Whenever I hear about using a delta-wye generator step up transformer in reverse to feed plant service, I think of the Detroit Dam Powerhouse fire that occured in 2007. Detroit Dam Powerhouse is a 100MW plant in Oregon, USA, owned and operated by the US Army Corps of Engineers.
The plant has two 40MW generators and two 10MW generators 3 miles downstream at a re-regulating dam. All are 13.8kV, with two step up delta-wye transformers to 230kV at the upstream powerhouse. Each transformer has a bus with one 10MW and one 40MW generator. Station service is from two 13.kV:480V delta-wye transformers, one off each bus. Each station transformer feeds 1/2 the station service, with the ability to transfer all to one transformer. There is no interconnection between the two 13.8kV busses.

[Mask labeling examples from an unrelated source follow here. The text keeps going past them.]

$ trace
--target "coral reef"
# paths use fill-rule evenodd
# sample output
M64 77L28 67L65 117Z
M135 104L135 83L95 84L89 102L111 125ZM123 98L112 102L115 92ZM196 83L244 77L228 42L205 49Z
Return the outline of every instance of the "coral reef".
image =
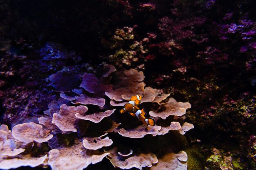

Each generator has an independent neutral grounding resistor. There is ground fault relaying triggered by each generators' neutral resistor and bus differential, either one tripping both the 230kV breaker and both generator breakers. There is also ground fault monitoring on the bus to alarm on a ground fault if all generators are offline. There are 14.4kV (L-N) rated MOV arresters at multiple locations on the 13.8kV system.
They experienced a broken insulator on the connection to the downstream power house, and the bus tripped on ground fault and differential. The operators of the plant decided to re-energize the 13.8kV bus to restore 1/2 of the station service, rather than transferring it all to the other bus. They thought that since the system is floating, it would be OK to leave it energized with a persistent ground. The problem was that it wasn't a solid ground fault, but a restriking arc. (A restriking arc is where there is an air gap in the ground fault. System capacitance will attempt to keep the system centered with respect to ground, but as the phase to earth voltage builds, it will arc over. The arc drops the phase to near zero abruptly. Without current to sustain the arc, the arc stops and then the voltage will build again. It is quite common for restriking arcs to arc at twice the line frequency.) The restriking arc created over-voltages on the other two phases, and after a while they overwhelmed the MOV arresters and those arresters failed violently. (Re-striking arcs create over-voltages on the other phases because the transformer leakage inductance and phase stray capacitance create a resonant circuit that rings every time the arc strikes.) When the arrestor failed, it created a phase to phase fault before the differential picked up. The fault managed to start a fire in the switchgear that spread throughout the cabling in the powerhouse.
It created $9 million in damage, created chaos as they had to rush to bring in generators to restore power to the spillway gates to prevent over-topping the dam, and took more than a year to recover.
All of that has led me to the opinion that if you are going to back feed a delta-wye generator step up transformer as a regular practice, put a grounding transformer on the bus.